R.- Creo que me refiero al amor, a que muchas personas han renunciado ya a él y sólo esperan el paliativo de un minuto caliente y otras lo buscan toda la vida sin suerte. Es la constatación de una realidad, el amor, la pasión, el ser, al final sólo lo encontramos en la calle y ha de ser así, la vida es buscar (con Google o sin Google). Muchas relaciones que nacen por Internet se mueren si no se consuman en el cara a cara.
P.- La crítica que le hizo El Cultural decía que usted escribe al margen de bobadas poéticas y de bobadas en general. ¿Cómo lo hace?
R.- Ni me lo planteo, soy un tipo de acción. No especulo, no vendo humo, escribo sólo cuando estoy rematadamente mal y lo necesito. Coincido con Paul Theroux que "un hombre feliz no puede ser escritor, que está demasiado ocupado siendo feliz." Desde la complacencia y la autocompasión supongo que sólo se escriben bobadas pero no me gusta juzgar ni criticar sin conocer. Me esfuerzo por respetar, tiene mucho mérito y supone un enorme esfuerzo ponerse delante de una pantalla o un folio en blanco. No puedo condenar el trabajo de nadie ni estoy en posesión de ninguna verdad. Hay que sumar, no restar. Dudo que alguien escriba desde la impostura y el cinismo, al menos yo no podría.
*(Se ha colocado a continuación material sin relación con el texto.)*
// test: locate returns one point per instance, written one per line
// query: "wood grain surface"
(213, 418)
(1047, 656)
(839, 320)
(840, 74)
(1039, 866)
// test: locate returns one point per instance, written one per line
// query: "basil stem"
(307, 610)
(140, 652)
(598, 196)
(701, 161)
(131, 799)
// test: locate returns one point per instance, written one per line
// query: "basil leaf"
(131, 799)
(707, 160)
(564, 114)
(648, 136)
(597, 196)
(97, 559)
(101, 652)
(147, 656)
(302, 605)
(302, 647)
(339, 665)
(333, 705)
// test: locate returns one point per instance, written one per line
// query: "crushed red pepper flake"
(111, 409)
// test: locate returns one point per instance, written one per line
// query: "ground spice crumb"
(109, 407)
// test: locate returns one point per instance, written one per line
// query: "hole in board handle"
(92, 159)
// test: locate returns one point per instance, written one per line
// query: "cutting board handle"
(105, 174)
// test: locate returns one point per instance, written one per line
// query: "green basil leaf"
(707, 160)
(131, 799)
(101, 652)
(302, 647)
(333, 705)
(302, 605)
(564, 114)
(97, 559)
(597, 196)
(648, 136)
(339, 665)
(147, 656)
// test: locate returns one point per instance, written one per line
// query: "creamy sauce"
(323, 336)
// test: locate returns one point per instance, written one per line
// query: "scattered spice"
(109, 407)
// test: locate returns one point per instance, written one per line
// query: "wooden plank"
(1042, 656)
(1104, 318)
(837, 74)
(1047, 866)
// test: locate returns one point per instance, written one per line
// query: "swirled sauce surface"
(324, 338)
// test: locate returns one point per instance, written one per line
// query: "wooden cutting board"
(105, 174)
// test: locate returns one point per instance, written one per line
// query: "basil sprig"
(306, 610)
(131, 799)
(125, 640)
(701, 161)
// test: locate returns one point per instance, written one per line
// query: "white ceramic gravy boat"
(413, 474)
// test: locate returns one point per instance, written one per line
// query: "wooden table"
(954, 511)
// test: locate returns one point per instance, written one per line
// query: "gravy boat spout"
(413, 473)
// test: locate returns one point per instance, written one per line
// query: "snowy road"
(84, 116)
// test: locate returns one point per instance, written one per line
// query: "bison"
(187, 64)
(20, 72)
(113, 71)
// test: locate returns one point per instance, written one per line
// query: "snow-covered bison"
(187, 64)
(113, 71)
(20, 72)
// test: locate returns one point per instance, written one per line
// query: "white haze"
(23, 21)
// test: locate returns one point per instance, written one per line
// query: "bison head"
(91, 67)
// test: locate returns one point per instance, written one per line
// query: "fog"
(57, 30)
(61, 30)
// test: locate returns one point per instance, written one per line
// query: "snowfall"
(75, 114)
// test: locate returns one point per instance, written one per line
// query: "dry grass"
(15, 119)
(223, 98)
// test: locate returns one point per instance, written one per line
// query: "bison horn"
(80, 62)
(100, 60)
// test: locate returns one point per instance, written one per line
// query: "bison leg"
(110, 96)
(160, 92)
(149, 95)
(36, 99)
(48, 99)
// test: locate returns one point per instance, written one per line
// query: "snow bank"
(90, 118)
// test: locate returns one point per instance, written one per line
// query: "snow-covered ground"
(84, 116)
P.- Últimamente hay mucho asociacionismo poético en la literatura española. ¿Se siente en consonancia con algún grupo o generación?
R.- Soy hijo de poetas marginales con exilios interiores como Carlos Edmundo de Ory o Miguel Labordeta. A mí De Villena me incluyó en los Postnovísimos cuando apenas tenía 22 años, había publicado mi primer libro, y en la "sensibilidad del rock" porque soy poeta y cantante pero voy a mi aire. A lo único que me afiliaría es a la sociedad protectora de animales. Cuando quiero socializar lo hago con mis amigos para emborracharme y despepitarme, no para conspirar y autoadularnos. Detesto las etiquetas, no voy a presentaciones de libros ni alterno, no por desprecio sino porque valoro mi tiempo y me gusta dedicarlo a escribir, leer, comer pipas, tocar la guitarra, componer y disfrutar y cuidar de mi hija. Soy realista e irracionalista, sucio y limpio cuando el texto lo requiere, elegante y salvaje, no le hago ascos a nada, reciclo toda la basura que me rodea, escribo desde la experiencia y la conciencia. Un buen poema no se escribe con postulados sino con mucha vida detrás y delante que te provoque una erección del alma nada más entrar en él. No entiendo la guerra de los poetas, mejor dicho la entiendo demasiado: sólo está en juego el reparto de un mordisco del pastelito (ni siquiera es una tarta) y privilegios, no por poéticas verdaderamente sólidas ni argumentos linguísticos. Creo que me llevo bien con todo el mundo y soy conciliador.
P.- Yendo al tópico de todos los poetas escriben siempre el mismo poema, ¿Cuál es el suyo?
R.- No comparto ese aforismo reduccionista. Intento que cada vez que respiro sea de manera diferente.Se siente y se escribe de tantos modos. Creo en la utilidad y ética de las palabras. La poesía lava y centrifuga toda la demagogia y perversión de los políticos y banqueros. Hay valores que no cotizan en bolsa, mira igual ese es mi poema.